I almost said okay and hung up and cried my eyes out. But I decided to be stubborn, because this is bureaucracy and there’s almost always a loophole. (Plus, if there’s anything my fellow Americans have taught me it’s that denying reality over and over does often work out to one’s advantage.)
So I said, Look, my husband has to have insurance. You’re telling me that there is no way that we can get this application in and maybe get a rejection letter later? There’s no way he can be insured in November? We are just S.O.L. for a whole month?
And wouldn’t you know? Turns out we can fax our application in today to try and hold the Nov 1 start date. “But we need that rejection letter,” the operator said. And we need to mail the original to them, since they need original copies of Tim’s signature.
I reiterated what she had said — we fax over the application today, apply for insurance again and as soon as we get the rejection we fax it over and we can still get it — and thanked her profusely and hung up.
What I wanted to do, amidst the flood of relief and gratitude, was shout at her, “Why didn’t you mention this the other two times I was practically begging you for a solution?!”
But that would have been pointless. And we are grateful that we can still get in.
However, it does highlight the important point that you should always keep asking — even when it seems that they’ve told you point blank you have no alternatives. Especially in bureaucratic settings, there’s almost always a loophole of some sort.
I’ve used this technique a few times. If you’re politely stubborn enough, managers will often honor coupons, even if it wasn’t intended for their store branch. Or if you’re one day late on a sale, I know some people who have finagled an extension. If the shelf is empty of a certain sale item, be sure to ask if there’s any in back. Many times, it’s an issue of when they restock.
We also used it recently to stretch the meaning of “10 per person” to “10 per transaction” thanks to a cashier who was willing to humor us. But that is a story for another post…
Incidentally, you may be wondering what the big deal is — one month of insurance can be inconvenient but not a huge deal for most. It’s not really a big deal for medications. They’re under $100 a month, which would be annoying but certainly possible for us to afford.
But with Tim’s severe eczema, no insurance quickly spirals into major problems:
If Tim had been uninsured for a month, that would mean no light therapy. Each two-minute session costs nearly $200, three times a week. Our backup plan was lots of outside walks, but the main problem is that it’s cold out, so not much skin would get direct sunlight.
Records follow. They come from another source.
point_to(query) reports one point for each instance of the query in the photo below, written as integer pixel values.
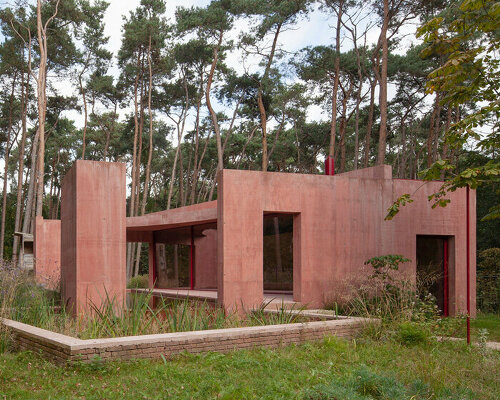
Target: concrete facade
(47, 252)
(338, 224)
(93, 234)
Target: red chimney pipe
(329, 166)
(468, 264)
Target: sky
(316, 29)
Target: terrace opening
(173, 265)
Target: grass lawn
(332, 369)
(491, 322)
(457, 327)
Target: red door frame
(191, 260)
(446, 311)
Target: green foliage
(469, 43)
(138, 282)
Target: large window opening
(433, 269)
(278, 253)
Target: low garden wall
(62, 349)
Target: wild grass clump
(411, 333)
(24, 301)
(147, 314)
(282, 315)
(365, 384)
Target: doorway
(278, 253)
(433, 269)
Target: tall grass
(21, 299)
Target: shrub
(388, 295)
(138, 282)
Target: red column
(191, 260)
(446, 287)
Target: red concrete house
(328, 227)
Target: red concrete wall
(47, 252)
(93, 234)
(205, 265)
(338, 224)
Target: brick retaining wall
(61, 349)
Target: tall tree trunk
(404, 155)
(20, 171)
(383, 87)
(84, 97)
(432, 133)
(6, 168)
(180, 132)
(369, 125)
(260, 100)
(42, 99)
(130, 246)
(213, 115)
(30, 197)
(150, 153)
(333, 123)
(194, 182)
Without the light therapy, his skin would rash up more easily. (Although people think of eczema as a rashy skin thing, it’s actually called “the itch that rashes.” Just because there’s no rash, doesn’t mean there’s no itch. The itch is constant.) When it rashes up more easily, it’s easier for MRSA to hide out. And also the rash breaks open more easily than regular skin, leading to more staph infection, MRSA or not.
That would mean doctor visits, which we couldn’t afford. So, we would have to go to the low-income clinics or, more likely, we’d end up waiting until he couldn’t take it anymore.
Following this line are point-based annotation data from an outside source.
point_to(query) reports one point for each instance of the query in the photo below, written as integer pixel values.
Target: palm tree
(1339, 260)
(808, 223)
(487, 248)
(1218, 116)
Then, we’d end up in Harborview ER (the local go-to place for the uninsured), wait for hours to be seen, only to have a doctor give him the expected meds. Often, this included more steroids, which are just soooo fun. Among other things, they kill your metabolism and can make you antsy, which a person with ADD just doesn’t need.
Then we would have to fill out financial aid information to prove we needed the hospital to cover the cost. After that, we could go home… until it all happened again. Usually about a month later.
And this is how poor people end up in the ER, or even dead, from minor, treatable things.